Josie Tolin is a current MFA student at University of Tennessee-Knoxville, where she is assistant fiction editor for Grist: A Journal of the Literary Arts. Her work has been supported by Sewanee Writers’ Conference, nominated for Best of the Net, and has appeared or is forthcoming from Copper Nickel and elsewhere. She is also the winner of the 2022 Pigeon Pages Fiction Contest, selected by Isle McElroy.

Kate Westhaver

Kate Westhaver is a writer, teacher, parent, and gardener who lives in central Massachusetts.

Brad Wetherell

Brad Wetherell’s writing has appeared in The Missouri Review, ZYZZYVA, Five Points, Joyland, Salon, Hippocampus, Superstition Review, Berkeley Fiction Review, and elsewhere. He holds an MFA from the University of Michigan and lives in Queens, NY.

Ecem Yucel

Ecem Yucel (she/her) is an Ottawa-based Turkish writer and poet who holds an MA in World Literatures and Cultures from the University of Ottawa.

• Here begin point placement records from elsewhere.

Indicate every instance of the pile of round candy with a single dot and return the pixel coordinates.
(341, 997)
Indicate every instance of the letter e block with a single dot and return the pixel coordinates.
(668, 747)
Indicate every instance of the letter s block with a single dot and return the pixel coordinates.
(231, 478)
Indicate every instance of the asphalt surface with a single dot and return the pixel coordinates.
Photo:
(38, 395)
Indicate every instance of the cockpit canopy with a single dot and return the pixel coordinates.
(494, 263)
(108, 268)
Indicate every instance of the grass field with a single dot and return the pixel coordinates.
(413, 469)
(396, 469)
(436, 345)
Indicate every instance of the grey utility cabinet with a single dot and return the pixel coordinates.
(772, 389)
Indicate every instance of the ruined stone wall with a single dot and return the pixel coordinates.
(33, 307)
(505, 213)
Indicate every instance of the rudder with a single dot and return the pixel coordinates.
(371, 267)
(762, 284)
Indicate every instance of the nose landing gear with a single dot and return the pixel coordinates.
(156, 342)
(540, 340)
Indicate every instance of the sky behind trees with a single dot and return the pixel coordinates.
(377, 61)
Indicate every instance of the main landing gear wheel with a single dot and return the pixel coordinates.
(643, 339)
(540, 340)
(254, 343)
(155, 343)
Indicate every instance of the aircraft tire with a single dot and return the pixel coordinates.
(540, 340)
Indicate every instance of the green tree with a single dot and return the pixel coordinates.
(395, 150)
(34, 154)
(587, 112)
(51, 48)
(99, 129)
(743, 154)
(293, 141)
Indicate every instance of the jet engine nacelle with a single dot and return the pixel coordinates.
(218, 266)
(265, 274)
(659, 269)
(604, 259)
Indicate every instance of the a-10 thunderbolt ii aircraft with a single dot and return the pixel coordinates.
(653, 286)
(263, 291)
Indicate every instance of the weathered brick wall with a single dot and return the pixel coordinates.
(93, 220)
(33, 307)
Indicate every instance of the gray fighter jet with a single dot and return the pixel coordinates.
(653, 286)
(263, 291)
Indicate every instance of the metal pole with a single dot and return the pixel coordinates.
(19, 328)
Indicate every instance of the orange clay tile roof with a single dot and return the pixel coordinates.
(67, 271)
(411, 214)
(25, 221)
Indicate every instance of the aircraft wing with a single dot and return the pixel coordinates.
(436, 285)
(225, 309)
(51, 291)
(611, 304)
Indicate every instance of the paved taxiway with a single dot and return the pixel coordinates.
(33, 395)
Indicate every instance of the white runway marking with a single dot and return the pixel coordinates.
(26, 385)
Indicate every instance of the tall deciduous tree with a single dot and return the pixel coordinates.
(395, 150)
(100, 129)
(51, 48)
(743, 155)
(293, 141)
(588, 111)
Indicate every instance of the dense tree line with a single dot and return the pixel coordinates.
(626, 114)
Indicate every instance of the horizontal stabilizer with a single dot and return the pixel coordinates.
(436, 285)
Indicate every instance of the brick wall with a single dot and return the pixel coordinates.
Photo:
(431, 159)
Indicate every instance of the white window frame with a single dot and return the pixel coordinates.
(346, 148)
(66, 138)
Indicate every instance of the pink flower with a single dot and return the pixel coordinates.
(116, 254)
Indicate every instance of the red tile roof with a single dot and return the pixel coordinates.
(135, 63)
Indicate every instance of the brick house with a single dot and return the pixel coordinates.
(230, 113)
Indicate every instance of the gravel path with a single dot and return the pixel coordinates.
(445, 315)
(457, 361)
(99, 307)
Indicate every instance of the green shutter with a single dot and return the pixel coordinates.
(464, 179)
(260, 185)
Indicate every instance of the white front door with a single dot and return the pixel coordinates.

Her writing has recently appeared or is forthcoming in The Evergreen Review, HAD, Overheard, Stanchion, Autofocus, Idle Ink, Kissing Dynamite, and Selcouth Station, among other publications.

Kay Zeiss

Kay Zeiss is a queer somatic therapist from Chicagoland. Kay is currently pursuing an MFA in poetry from UNC Greensboro where they live with their cat kids Gramps and Frenchington. Their work can be found in PeculiarJournal, Lavender Review, and littledeathlit.